Not long after that, word got around that he had bought a home in Tucson, Arizona, which was rumored to be located near the place I lived at the time. There was a beautiful large home not far from mine, on a big lot with lots of neat wild cactus, and I was absolutely sure this was where he lived. So one day a friend of mine and I walked over there. We couldn't see anybody. I also walked over and watched from time to time to see if I could catch a glimpse of him. I never saw anybody at all, near that house.
Some time later, I saw a picture of the scene out of his living room window. I saw quickly that his living room window view was of the city, obviously from somewhere in the foothills of the Catalina Mountains.

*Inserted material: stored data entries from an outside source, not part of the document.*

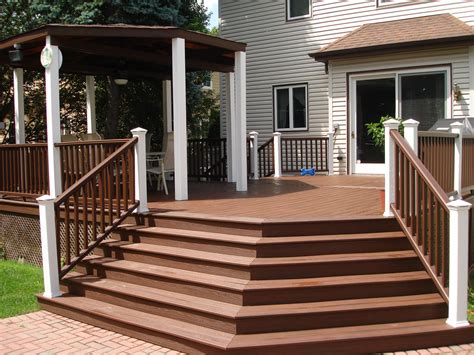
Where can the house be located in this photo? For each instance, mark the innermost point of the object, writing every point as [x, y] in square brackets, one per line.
[333, 66]
[289, 265]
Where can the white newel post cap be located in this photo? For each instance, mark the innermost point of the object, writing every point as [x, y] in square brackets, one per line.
[391, 123]
[456, 127]
[459, 205]
[139, 131]
[410, 123]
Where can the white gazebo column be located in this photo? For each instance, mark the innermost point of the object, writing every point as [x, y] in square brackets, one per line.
[53, 122]
[167, 107]
[240, 121]
[179, 119]
[230, 127]
[19, 99]
[90, 93]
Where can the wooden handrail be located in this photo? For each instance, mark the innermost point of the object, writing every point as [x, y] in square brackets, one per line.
[421, 169]
[95, 205]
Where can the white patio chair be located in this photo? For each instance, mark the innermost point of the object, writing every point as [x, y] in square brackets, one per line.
[164, 164]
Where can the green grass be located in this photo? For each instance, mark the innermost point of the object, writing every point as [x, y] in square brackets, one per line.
[18, 285]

Not close to me at all! Oh well! (Listen closely, and you can hear my laughter from where you sit.)
I think the major reason he appealed to me so much is because he had become what I hoped to become someday myself. The problem was, I could never have devoted myself to practicing 8 hours a day like you have to, in order to achieve that level of success. In retrospect, I also don't mind not having to deal with groupies, the grueling travel schedule, and just the general lifestyle of a performing artist.

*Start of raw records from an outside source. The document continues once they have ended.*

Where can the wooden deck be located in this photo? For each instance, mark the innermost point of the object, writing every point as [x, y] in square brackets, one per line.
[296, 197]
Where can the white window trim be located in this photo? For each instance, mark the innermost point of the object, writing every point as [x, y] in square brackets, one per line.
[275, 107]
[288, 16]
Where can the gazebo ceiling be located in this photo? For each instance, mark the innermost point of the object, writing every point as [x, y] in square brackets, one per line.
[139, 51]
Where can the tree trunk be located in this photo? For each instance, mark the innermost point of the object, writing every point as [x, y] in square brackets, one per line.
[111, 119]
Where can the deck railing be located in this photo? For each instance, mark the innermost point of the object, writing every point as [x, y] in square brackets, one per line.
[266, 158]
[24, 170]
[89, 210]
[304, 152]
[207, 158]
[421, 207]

Not too long after that, he suddenly disappeared from the public eye. The story as I understand it was that he didn't have a very large repertoire, and he went off to learn a lot of new music. And indeed, he did. He made a number of recordings after he returned to the public eye.
His web site: http://www.cliburn.org/
Here is an excellent article about him on Wikipedia: http://en.wikipedia.org/wiki/Van_Cliburn
Wikipedia says, of Van Cliburn's win:
"When it was time to announce a winner, the judges were obliged to ask permission of the Soviet leader Nikita Khrushchev to give first prize to an American. "Is he the best?" Khrushchev asked. "Then give him the prize!" Cliburn returned home to a ticker-tape parade in New York City, the only time the honor has been accorded a classical musician."

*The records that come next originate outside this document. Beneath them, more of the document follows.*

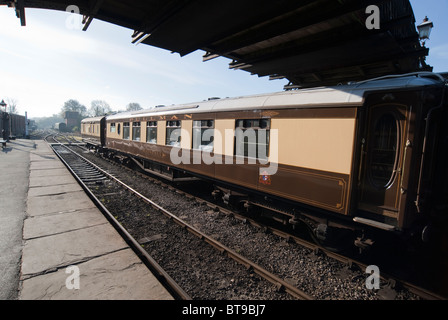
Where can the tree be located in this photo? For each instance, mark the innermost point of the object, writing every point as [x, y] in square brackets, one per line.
[74, 106]
[133, 106]
[99, 108]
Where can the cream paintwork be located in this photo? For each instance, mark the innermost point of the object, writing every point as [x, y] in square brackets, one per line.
[319, 144]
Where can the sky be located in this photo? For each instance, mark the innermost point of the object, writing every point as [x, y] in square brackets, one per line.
[50, 61]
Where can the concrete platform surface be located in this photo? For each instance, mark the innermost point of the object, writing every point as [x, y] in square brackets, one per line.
[59, 245]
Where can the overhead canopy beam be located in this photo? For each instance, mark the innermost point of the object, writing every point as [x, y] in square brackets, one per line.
[95, 6]
[308, 42]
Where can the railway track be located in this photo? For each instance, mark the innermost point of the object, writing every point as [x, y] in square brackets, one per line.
[389, 281]
[92, 177]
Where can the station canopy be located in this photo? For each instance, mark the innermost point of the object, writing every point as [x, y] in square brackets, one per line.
[309, 42]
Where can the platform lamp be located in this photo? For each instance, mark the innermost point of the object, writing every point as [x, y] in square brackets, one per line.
[424, 30]
[3, 104]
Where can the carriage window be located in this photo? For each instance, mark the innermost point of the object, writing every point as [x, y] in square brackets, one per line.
[203, 135]
[384, 151]
[173, 133]
[252, 138]
[126, 130]
[151, 131]
[136, 131]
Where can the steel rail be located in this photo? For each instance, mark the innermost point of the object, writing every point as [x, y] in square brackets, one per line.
[157, 270]
[277, 281]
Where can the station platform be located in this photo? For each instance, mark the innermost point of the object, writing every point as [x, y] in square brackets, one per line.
[54, 242]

From this article, I learned something I never knew before. Apparently he played the Rachmaninoff 3rd Piano Concerto at that competition as well. That is said to be one of the most difficult piano concertos ever written. I have my own opinion about that. It doesn't sound appreciably more difficult than any of the other Rachmaninoff concertos. I have actually read Piano Concerto No. 2 (involving playing from the music, on the piano, very sloooowwwwly). And when I was in college, my piano professor assigned me the second movement, though I never really did much with it. I actually don't care for the 3rd as much as for the 2nd. In any case, the most difficult thing for me stems from the fact that Rachmaninoff had huge hands. This means that some of his chords (including the opening chords in the 2nd concerto), are greater than an octave, in this case, a 10th. And I can barely reach them, and certainly cannot play them with any authority. Some people play the bottom note as a grace note. I refuse to do that. It doesn't sound right.
Later, as he experienced prosperity. Van Cliburn established a foundation which now hosts its own piano competition. And the Russians have won at least once that I know about. Turn about is fair play!
This recording is of his performance of the Tchaikovsky 1st, recorded shortly after his triumph in Moscow, combined with a recording of the Rachmaninoff 2nd, which is undoubtedly my FAVORITE piano concerto ever, so it is certainly a favorite recording of mine, and I highly recommend it.
Van Cliburn has gone Home to be with the Lord. I miss him simply because I can imagine all the treasures he had yet to record, which I would have enjoyed immensely. I look forward to meeting him in person, something I was never able to do in this lifetime.